Square Root of 218

The square root is the inverse of the square of the number. 218 is not a perfect square. The square root of 218 is expressed in both radical and exponential form. In the radical form, it is expressed as √218, whereas (218)^(1/2) in the exponential form. √218 ≈ 14.76482, which is an irrational number because it cannot be expressed in the form of p/q, where p and q are integers and q ≠ 0.

The prime factorization method is used for perfect square numbers. However, the prime factorization method is not used for non-perfect square numbers where long-division method and approximation method are used. Let us now learn the following methods:

• Prime factorization method
   
• Long division method
   
• Approximation method

The product of prime factors is the prime factorization of a number. Now let us look at how 218 is broken down into its prime factors.

Step 1: Finding the prime factors of 218 Breaking it down, we get 2 x 109 (109 is a prime number).

Step 2: Now we found out the prime factors of 218. The second step is to make pairs of those prime factors. Since 218 is not a perfect square, therefore the digits of the number can’t be grouped in pairs. Therefore, calculating 218 using prime factorization is not straightforward.

The long division method is particularly used for non-perfect square numbers. In this method, we should check the closest perfect square number for the given number. Let us now learn how to find the square root using the long division method, step by step.

Step 1: To begin with, we need to group the numbers from right to left. In the case of 218, we need to group it as 18 and 2.

Step 2: Find n whose square is less than or equal to 2. We can say n is '1' because 1 x 1 = 1, which is less than 2. Now the quotient is 1 and the remainder is 1.

Step 3: Bring down 18, which is the new dividend. Double the old divisor: 1 + 1 = 2, and use this as the new divisor.

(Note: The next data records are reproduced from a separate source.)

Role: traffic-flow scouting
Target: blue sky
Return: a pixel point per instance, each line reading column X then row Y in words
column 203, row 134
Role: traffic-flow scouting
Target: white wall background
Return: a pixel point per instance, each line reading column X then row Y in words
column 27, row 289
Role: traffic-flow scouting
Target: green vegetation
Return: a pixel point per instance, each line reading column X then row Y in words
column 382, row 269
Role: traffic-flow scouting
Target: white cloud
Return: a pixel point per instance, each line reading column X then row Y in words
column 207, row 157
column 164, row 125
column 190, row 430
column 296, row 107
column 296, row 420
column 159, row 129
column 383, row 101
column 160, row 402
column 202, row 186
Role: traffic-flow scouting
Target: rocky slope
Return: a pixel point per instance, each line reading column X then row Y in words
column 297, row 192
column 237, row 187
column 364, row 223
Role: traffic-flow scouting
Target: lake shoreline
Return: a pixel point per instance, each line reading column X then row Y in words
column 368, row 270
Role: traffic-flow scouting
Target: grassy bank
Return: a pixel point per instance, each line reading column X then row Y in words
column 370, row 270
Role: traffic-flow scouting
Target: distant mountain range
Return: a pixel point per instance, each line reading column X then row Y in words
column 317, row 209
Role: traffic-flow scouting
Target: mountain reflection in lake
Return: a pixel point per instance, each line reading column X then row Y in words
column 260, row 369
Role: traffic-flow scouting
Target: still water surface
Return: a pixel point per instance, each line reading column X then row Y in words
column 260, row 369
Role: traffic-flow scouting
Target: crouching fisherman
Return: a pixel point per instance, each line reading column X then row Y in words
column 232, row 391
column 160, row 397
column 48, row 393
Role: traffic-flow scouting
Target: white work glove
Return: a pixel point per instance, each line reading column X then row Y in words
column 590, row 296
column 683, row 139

Step 4: Find a digit n such that 2n x n is less than or equal to 118. Let n be 5, now 25 x 5 = 125, which is too large. Instead, 24 x 4 = 96 works.

Step 5: Subtract 96 from 118, resulting in a remainder of 22.

Step 6: Since the dividend is less than the divisor, we need to add a decimal point. Adding the decimal point allows us to add two zeroes to the dividend. Now the new dividend is 2200.

Step 7: Bring down two zeros, making it 2200. Double the quotient: 14, to get 28_ as the new divisor.

Step 8: Find the number to complete the divisor: 282 x 7 = 1974.

Step 9: Subtract 1974 from 2200 to get a remainder of 226.

Step 10: Continue this process to get more decimal places. The quotient so far is 14.7, and continuing will refine the square root of 218.

The approximation method is another way of finding square roots, and it is an easy method for estimating the square root of a given number. Now let us learn how to find the square root of 218 using the approximation method.

Step 1: Identify the closest perfect squares to √218. The smallest perfect square below 218 is 196 (14^2) and the largest perfect square above 218 is 225 (15^2). Therefore, √218 falls somewhere between 14 and 15.

Step 2: Apply the formula: (Given number - smaller perfect square) / (larger perfect square - smaller perfect square). (218 - 196) / (225 - 196) = 22 / 29 ≈ 0.7586.

Step 3: The approximate value is 14 + 0.7586 = 14.7586, so the square root of 218 is approximately 14.76.

• Square root: A square root is the inverse of a square. Example: 4^2 = 16 and the inverse of the square is the square root, so √16 = 4.

• Irrational number: An irrational number is a number that cannot be written in the form of p/q, where q is not equal to zero and p and q are integers.

• Principal square root: A number has both positive and negative square roots; however, the positive square root is often more relevant due to real-world applications. This is known as the principal square root.

• Prime factorization: The process of expressing a number as the product of its prime factors, such as 2 x 109 for 218.

• Long division method: A method used to find the square root of a number by dividing it into smaller parts, especially useful for non-perfect squares.